In a sweeping move to restore immigration integrity and end the abuse of executive authority, the Trump administration has announced the revocation of legal status for more than 530,000 migrants who entered the U.S. under a controversial parole program created during the Biden presidency.

The affected individuals—primarily from Cuba, Haiti, Nicaragua, and Venezuela—were granted temporary legal entry under what the Biden administration had labeled a “humanitarian parole” program. That program allowed migrants to remain in the U.S. for up to two years with work permits, so long as they had private sponsors.

Now, with the program’s legal foundation in question and its national security risks mounting, the Department of Homeland Security is moving to cancel those protections, giving migrants until April 24, 2025, before they face possible deportation proceedings.

A Program Built on Executive Overreach

Homeland Security Secretary Kristi Noem explained the administration’s position clearly:
“There is no legal or humanitarian justification for continuing this mass parole scheme. It was a reckless end-run around immigration law, and it’s over.”

The original parole program, launched in 2022 under President Biden, was intended as a tool to manage border pressures by inviting migrants from failed leftist regimes to bypass asylum processing and enter the U.S. directly with minimal screening.
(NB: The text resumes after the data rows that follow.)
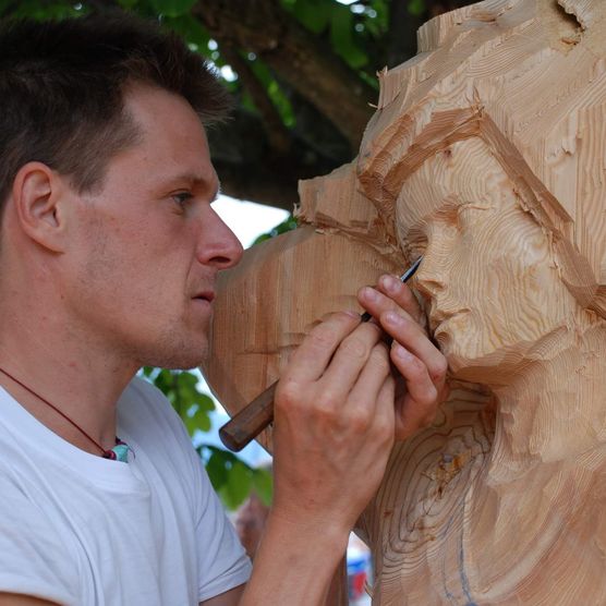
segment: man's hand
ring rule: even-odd
[[[357,296],[393,338],[390,359],[401,375],[396,390],[396,438],[408,438],[432,423],[448,396],[446,357],[423,328],[416,298],[397,277],[381,276],[376,288],[365,287]]]
[[[375,322],[331,315],[292,354],[278,384],[274,507],[242,605],[324,603],[395,438],[431,423],[446,397],[446,360],[421,327],[410,289],[384,276],[360,301]],[[390,350],[384,330],[393,338]]]
[[[393,398],[378,326],[348,313],[316,326],[276,391],[274,513],[349,532],[385,472]]]

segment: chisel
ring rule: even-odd
[[[422,256],[419,257],[400,276],[400,281],[405,282],[412,278],[422,259]],[[372,317],[368,312],[364,312],[361,319],[362,322],[368,322]],[[274,396],[277,385],[278,381],[271,384],[260,396],[257,396],[250,404],[246,404],[219,429],[219,437],[227,448],[234,452],[242,450],[274,421]]]

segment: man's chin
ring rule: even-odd
[[[187,343],[187,346],[181,343],[175,348],[158,348],[144,365],[170,371],[189,371],[202,366],[208,356],[208,342],[205,340],[203,343]]]

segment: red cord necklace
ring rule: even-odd
[[[101,451],[101,457],[104,459],[117,459],[118,458],[113,450],[111,450],[111,449],[106,450],[97,440],[93,439],[80,425],[77,425],[77,423],[72,421],[64,412],[60,411],[54,404],[51,404],[48,400],[43,398],[39,393],[36,393],[33,389],[27,387],[21,380],[13,377],[13,375],[11,375],[7,371],[4,371],[4,368],[0,368],[0,372],[3,373],[4,375],[7,375],[10,379],[14,380],[17,385],[21,385],[21,387],[23,387],[23,389],[26,389],[27,391],[29,391],[29,393],[32,393],[32,396],[35,396],[36,398],[38,398],[38,400],[43,401],[45,404],[48,404],[53,411],[58,412],[65,421],[69,421],[83,436],[86,436]],[[121,439],[118,438],[118,436],[116,436],[116,445],[117,446],[120,446],[120,445],[126,446],[125,443],[123,443]]]

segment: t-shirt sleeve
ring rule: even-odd
[[[76,605],[77,567],[41,507],[0,476],[0,591]]]
[[[202,602],[245,583],[251,575],[252,565],[213,489],[202,461],[199,465],[203,499],[196,523],[196,545],[199,562],[198,601]]]
[[[155,403],[156,410],[161,412],[163,439],[167,440],[170,427],[178,444],[175,448],[183,457],[183,465],[179,470],[184,474],[183,489],[192,504],[198,565],[198,602],[203,602],[245,583],[251,575],[251,560],[210,484],[204,463],[181,419],[155,387],[141,380],[135,385],[145,398]]]

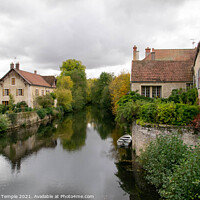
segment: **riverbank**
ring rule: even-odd
[[[155,125],[132,123],[132,148],[137,156],[145,151],[148,144],[155,140],[158,135],[170,135],[178,133],[181,139],[188,146],[196,146],[200,142],[200,133],[195,133],[194,129],[186,126]]]

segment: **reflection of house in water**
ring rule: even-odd
[[[56,147],[57,140],[51,137],[38,137],[38,128],[38,125],[36,125],[28,130],[22,129],[20,133],[17,133],[16,141],[9,142],[8,139],[7,144],[0,147],[0,153],[11,162],[13,172],[15,170],[19,172],[21,161],[32,153],[37,153],[41,148]],[[13,137],[12,134],[10,137]]]

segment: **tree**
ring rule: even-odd
[[[109,108],[110,92],[106,89],[113,79],[113,74],[102,72],[100,77],[91,87],[91,99],[93,104],[97,104],[100,107]]]
[[[58,76],[57,88],[72,89],[73,81],[70,76]]]
[[[42,108],[49,108],[49,107],[53,107],[53,105],[54,105],[54,99],[51,94],[46,94],[44,96],[38,96],[36,98],[36,102]]]
[[[130,74],[122,72],[118,77],[116,77],[109,86],[111,102],[112,102],[112,112],[116,114],[119,99],[126,95],[130,91]]]
[[[86,73],[85,66],[82,65],[81,61],[70,59],[63,62],[60,67],[61,77],[70,76],[73,81],[72,99],[73,99],[73,109],[80,110],[86,104]],[[79,91],[79,94],[77,93]],[[78,105],[78,106],[77,106]]]
[[[87,101],[87,103],[92,102],[92,87],[94,86],[96,81],[97,81],[96,78],[87,79],[87,88],[86,88],[86,101]]]
[[[72,93],[70,90],[58,88],[56,89],[56,97],[58,106],[62,106],[66,112],[72,109]]]
[[[70,71],[78,70],[85,72],[85,66],[82,64],[81,61],[75,60],[75,59],[69,59],[62,63],[62,66],[60,67],[61,70],[61,76],[66,76],[65,73],[68,73]]]

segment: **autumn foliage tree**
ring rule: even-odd
[[[130,91],[130,74],[122,72],[109,85],[112,112],[116,114],[119,99]]]

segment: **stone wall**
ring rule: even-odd
[[[140,126],[135,122],[132,124],[132,148],[139,156],[144,151],[150,141],[155,140],[160,134],[179,133],[185,144],[195,146],[200,142],[200,134],[194,134],[194,130],[189,127],[178,126]]]

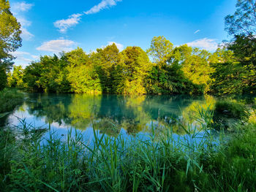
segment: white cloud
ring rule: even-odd
[[[67,31],[79,23],[81,18],[84,15],[91,15],[99,12],[99,11],[110,8],[116,5],[116,2],[122,0],[102,0],[97,5],[94,6],[89,10],[83,12],[83,13],[77,13],[69,15],[67,19],[58,20],[53,23],[54,26],[59,28],[61,33],[66,33]]]
[[[23,68],[25,68],[31,61],[39,58],[37,55],[31,55],[29,53],[23,51],[15,51],[11,53],[11,54],[16,58],[15,64],[16,66],[21,65]]]
[[[120,51],[121,51],[121,50],[124,50],[124,45],[121,45],[121,44],[118,43],[118,42],[108,42],[108,45],[113,45],[113,44],[116,44],[117,48],[118,48]]]
[[[31,40],[34,35],[27,29],[27,27],[31,25],[31,22],[26,18],[24,12],[29,11],[33,6],[34,4],[27,4],[25,1],[16,2],[11,5],[11,10],[13,15],[21,25],[21,38],[28,41]]]
[[[11,53],[11,54],[16,58],[16,61],[31,62],[31,60],[28,58],[28,56],[30,56],[30,53],[23,51],[15,51]]]
[[[199,33],[200,31],[198,29],[198,30],[197,30],[197,31],[195,31],[195,32],[194,32],[194,34],[197,34],[197,33]]]
[[[196,47],[208,51],[214,51],[218,48],[218,43],[216,42],[216,40],[217,39],[204,38],[192,42],[188,42],[187,45],[188,46]]]
[[[68,39],[56,39],[44,42],[37,50],[49,51],[59,53],[61,51],[70,51],[74,49],[76,42]]]
[[[121,1],[122,0],[102,0],[97,5],[94,6],[89,10],[84,12],[86,15],[94,14],[99,11],[110,8],[116,5],[116,2]]]
[[[31,40],[34,37],[34,34],[30,33],[26,28],[21,27],[21,38],[25,40]]]
[[[68,19],[59,20],[54,22],[54,26],[58,28],[61,33],[66,33],[69,28],[78,24],[82,15],[82,14],[73,14]]]
[[[11,7],[12,12],[17,14],[20,12],[27,12],[33,7],[33,5],[34,4],[27,4],[25,1],[23,1],[14,3]]]

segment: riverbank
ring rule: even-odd
[[[237,124],[228,141],[215,140],[211,113],[200,112],[200,128],[205,131],[200,143],[195,141],[201,134],[180,125],[187,134],[178,142],[168,128],[159,139],[152,127],[148,139],[135,137],[130,142],[94,130],[93,145],[75,129],[64,139],[50,131],[42,145],[43,131],[23,122],[19,133],[1,131],[0,187],[4,191],[254,191],[256,124]]]
[[[67,135],[60,137],[50,128],[35,128],[20,119],[19,126],[0,131],[0,188],[3,191],[254,191],[255,113],[230,101],[219,101],[214,109],[196,108],[194,115],[200,132],[192,124],[177,122],[176,126],[186,132],[178,140],[173,138],[171,127],[159,131],[159,127],[152,124],[148,137],[134,136],[129,142],[121,134],[108,137],[95,128],[92,144],[76,129],[69,129]],[[226,123],[229,128],[225,130],[220,126],[219,137],[216,138],[213,127],[226,125],[219,119],[221,115],[216,115],[218,111],[224,112],[226,118],[239,120]],[[45,131],[49,131],[48,139],[43,137]]]

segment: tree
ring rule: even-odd
[[[20,24],[10,10],[8,0],[0,0],[0,90],[7,83],[6,70],[12,66],[14,57],[10,52],[21,46]]]
[[[230,35],[256,34],[256,1],[238,0],[234,15],[225,17],[225,30]]]
[[[20,24],[10,9],[8,0],[0,1],[0,66],[5,69],[12,65],[10,52],[21,46]]]
[[[236,89],[255,92],[256,1],[238,0],[236,8],[234,15],[225,18],[225,29],[234,37],[227,47],[238,61],[232,68],[236,69],[233,74],[239,74],[240,84],[237,83]]]
[[[100,80],[91,60],[78,48],[66,53],[68,71],[67,80],[71,83],[71,91],[75,93],[101,93]]]
[[[154,37],[147,53],[157,64],[166,64],[172,55],[173,45],[163,36]]]
[[[21,66],[13,67],[12,73],[8,73],[8,86],[10,88],[23,88],[23,71]]]
[[[114,93],[113,72],[120,61],[119,50],[113,43],[91,54],[91,59],[99,74],[102,91],[105,93]]]
[[[114,74],[117,93],[144,94],[145,80],[151,63],[139,47],[127,47],[121,53],[121,60]]]

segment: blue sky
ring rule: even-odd
[[[156,36],[214,51],[230,38],[224,18],[235,12],[236,0],[10,1],[23,31],[23,46],[13,53],[15,64],[25,66],[39,55],[77,47],[90,53],[116,42],[120,50],[146,50]]]

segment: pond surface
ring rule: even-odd
[[[25,119],[34,127],[50,126],[61,135],[73,128],[90,137],[94,127],[111,137],[134,136],[150,134],[152,126],[158,127],[159,131],[172,127],[176,134],[183,135],[184,130],[173,119],[192,122],[195,107],[214,102],[213,97],[203,96],[34,93],[27,94],[26,101],[8,117],[7,122],[18,126],[19,118]]]

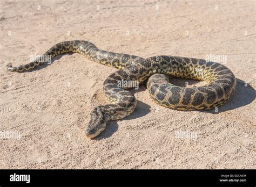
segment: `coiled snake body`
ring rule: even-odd
[[[59,43],[44,54],[53,58],[66,53],[85,55],[91,60],[119,69],[104,82],[106,97],[113,104],[101,105],[91,112],[85,134],[92,138],[105,128],[107,121],[130,115],[136,106],[136,99],[129,88],[120,86],[120,81],[148,80],[147,88],[152,98],[160,105],[180,110],[208,110],[225,103],[233,94],[236,80],[231,71],[217,62],[172,56],[157,56],[144,59],[127,54],[100,50],[92,43],[81,40]],[[23,72],[48,62],[47,57],[18,67],[8,65],[11,71]],[[169,82],[168,75],[205,81],[207,84],[196,88],[180,87]]]

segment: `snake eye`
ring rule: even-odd
[[[102,118],[91,119],[85,128],[85,135],[90,138],[93,138],[98,135],[106,128],[106,121]]]

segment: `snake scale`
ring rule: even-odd
[[[91,112],[85,128],[86,136],[97,136],[106,127],[107,121],[130,115],[136,107],[136,99],[120,81],[134,81],[139,83],[148,80],[147,88],[152,98],[160,105],[179,110],[208,110],[225,103],[234,92],[236,79],[225,66],[204,60],[173,56],[156,56],[143,59],[98,49],[92,43],[82,40],[56,44],[43,55],[51,58],[69,52],[78,53],[89,59],[119,70],[111,74],[103,84],[105,96],[112,104],[99,106]],[[35,60],[25,65],[7,68],[23,72],[48,62]],[[206,82],[198,87],[180,87],[169,82],[169,76]]]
But critics—now backed by the Trump administration—have pointed out that the policy lacked congressional authorization, undermined legal immigration, and overwhelmed cities with surging populations of unvetted foreign nationals.

Deportations Back on the Table

Migrants who benefitted from the Biden-era program and have not otherwise adjusted their status will lose legal protection as of late April. After that, the administration has signaled it will use expedited removal authority to begin clearing out those who remain unlawfully.

“You don’t get to stay in America because the last administration opened the back door,” one senior DHS official said. “This is a nation of laws—not executive giveaways.”

Predictable Lawsuits from the Open-Borders Lobby

Left-wing immigration groups are already suing to block the decision, calling it cruel and disruptive. But the Trump administration remains confident that courts will side with enforcement of immigration law over illegal backroom policies crafted by unelected bureaucrats.

“There was no statute passed to allow this program,” said one legal expert. “It was regulatory fiction, and now it’s finally being torn down.”

Restoring Order and Accountability

The revocation is part of a broader crackdown by President Trump to restore lawful immigration procedures, protect American communities, and end the abuse of parole as a tool for mass migration. Combined with increased deportations, the use of international agreements to return criminal aliens, and strengthened border security, the administration is delivering results.

With this move, President Trump is once again proving he’s serious about securing the border—and undoing the damage caused by Biden’s open-borders agenda.